Tuesday, February 9, 2010

Pitarresi: SU zone deflates opponents

 

By now, it is obvious to everyone, or should be, as Andy Rautins sort of lectured me a couple of weeks ago, that this season’s Syracuse University’s basketball defense is the Orange’s best in a long time.

 

Coach Jim Boeheim has been criticized at times for his insistence on playing the 2-3 zone, which he does most of the time and this year all but exclusively. Hey, why shouldn’t he? It works! It is working especially well this season because the guards move very well, the big men are getting bodies on people and blocking shots, and the traps along the sidelines and in the corners are creating a lot of turnovers.

 

It also works because many of SU’s opponents seem to have no idea how to attack it. Sunday, Cincinnati got inside early against the Orange, then seemed to forget about that. The Bearcats did absolutely nothing to break down the zone, ran the shot clock down to the nub several times, and the last 10 minutes of the game settled for long jump shot after long jump shot, which they didn’t make.

 

  Cinci did noting to make the SU zone move, especially to get the big men to defend aggressively, which is a big key.

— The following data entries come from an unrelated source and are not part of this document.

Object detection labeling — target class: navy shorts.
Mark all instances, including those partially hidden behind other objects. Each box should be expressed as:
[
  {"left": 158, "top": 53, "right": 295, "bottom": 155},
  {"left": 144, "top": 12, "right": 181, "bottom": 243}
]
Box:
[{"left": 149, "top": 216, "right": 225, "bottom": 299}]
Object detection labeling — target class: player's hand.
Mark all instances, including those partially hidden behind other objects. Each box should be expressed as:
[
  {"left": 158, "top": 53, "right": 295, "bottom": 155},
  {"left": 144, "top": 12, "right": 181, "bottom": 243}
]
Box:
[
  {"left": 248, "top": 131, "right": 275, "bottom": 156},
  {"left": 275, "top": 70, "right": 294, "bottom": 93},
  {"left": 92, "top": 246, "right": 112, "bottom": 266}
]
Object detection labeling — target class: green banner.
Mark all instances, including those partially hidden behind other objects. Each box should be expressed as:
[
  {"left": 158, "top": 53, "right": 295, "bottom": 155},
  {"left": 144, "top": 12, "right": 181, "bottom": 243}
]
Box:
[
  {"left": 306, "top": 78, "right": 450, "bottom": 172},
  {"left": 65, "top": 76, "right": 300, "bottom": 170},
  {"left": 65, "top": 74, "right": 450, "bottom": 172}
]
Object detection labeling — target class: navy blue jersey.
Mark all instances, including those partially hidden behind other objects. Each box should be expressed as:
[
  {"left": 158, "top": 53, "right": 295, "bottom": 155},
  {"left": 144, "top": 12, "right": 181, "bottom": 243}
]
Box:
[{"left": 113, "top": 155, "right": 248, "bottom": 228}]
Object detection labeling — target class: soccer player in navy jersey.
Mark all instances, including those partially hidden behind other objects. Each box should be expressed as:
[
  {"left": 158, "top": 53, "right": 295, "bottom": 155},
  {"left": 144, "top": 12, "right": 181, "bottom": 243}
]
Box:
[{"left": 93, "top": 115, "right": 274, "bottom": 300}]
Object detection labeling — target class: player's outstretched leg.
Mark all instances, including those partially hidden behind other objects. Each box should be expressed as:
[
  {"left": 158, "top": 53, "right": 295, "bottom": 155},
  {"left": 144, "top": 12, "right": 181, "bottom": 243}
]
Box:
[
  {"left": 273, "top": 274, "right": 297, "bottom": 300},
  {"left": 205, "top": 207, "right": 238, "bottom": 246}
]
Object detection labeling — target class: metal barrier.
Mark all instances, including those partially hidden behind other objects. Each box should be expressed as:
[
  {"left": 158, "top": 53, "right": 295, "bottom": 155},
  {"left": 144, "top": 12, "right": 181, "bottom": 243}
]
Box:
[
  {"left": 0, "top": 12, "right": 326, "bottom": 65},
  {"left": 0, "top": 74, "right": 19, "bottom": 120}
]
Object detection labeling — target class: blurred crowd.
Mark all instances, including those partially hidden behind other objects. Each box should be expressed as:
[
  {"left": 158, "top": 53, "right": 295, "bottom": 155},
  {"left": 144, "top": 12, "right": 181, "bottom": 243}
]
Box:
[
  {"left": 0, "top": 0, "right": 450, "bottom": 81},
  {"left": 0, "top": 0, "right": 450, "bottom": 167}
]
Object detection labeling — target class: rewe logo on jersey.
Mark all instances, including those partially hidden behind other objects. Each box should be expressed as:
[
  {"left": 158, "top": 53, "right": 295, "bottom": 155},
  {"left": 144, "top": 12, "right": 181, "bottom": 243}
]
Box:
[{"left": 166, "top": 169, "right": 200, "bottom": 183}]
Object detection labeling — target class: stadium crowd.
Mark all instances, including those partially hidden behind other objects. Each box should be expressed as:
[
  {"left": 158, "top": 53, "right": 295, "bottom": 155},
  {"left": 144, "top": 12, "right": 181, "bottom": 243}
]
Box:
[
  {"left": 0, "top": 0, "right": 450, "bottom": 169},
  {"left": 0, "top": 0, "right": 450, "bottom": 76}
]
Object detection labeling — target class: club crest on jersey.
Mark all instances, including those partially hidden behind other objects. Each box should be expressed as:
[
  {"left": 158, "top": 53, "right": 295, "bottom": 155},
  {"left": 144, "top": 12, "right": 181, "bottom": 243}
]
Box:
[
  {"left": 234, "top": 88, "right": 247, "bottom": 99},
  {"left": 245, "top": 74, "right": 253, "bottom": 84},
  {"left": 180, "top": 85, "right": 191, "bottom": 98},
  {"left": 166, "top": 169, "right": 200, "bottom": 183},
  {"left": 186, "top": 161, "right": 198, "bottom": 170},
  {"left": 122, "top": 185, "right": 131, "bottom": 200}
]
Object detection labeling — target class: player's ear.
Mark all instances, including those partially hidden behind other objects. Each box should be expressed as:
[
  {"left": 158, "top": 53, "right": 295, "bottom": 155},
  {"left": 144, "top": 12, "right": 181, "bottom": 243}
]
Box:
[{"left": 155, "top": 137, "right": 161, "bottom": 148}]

If you are going to just pass the ball around the outside with a man standing still at the high post, you have to snap the ball. The Bearcats kind of threw the ball around half-heartedly and seemed to hope that some SU player or other would forget to face up.

 

It’s amazing. Maybe teams can’t play against zones because they don’t see them often or because it forces them into a style they are uncomfortable with, but, geez, you have to be prepared. Maybe that’s why long-time Big East teams like Connecticut, Villanova, and Pittsburgh do a better job of attacking the defense. They’ve seen it often. Louisville, too, probably because Rick Pitino has been around a long time, and is a former Boeheim assistant.

 

Watch those teams against the zone. Win or lose, I guarantee you they will be creative and won’t settle for jump shots the way Cincinnati and so many other teams have.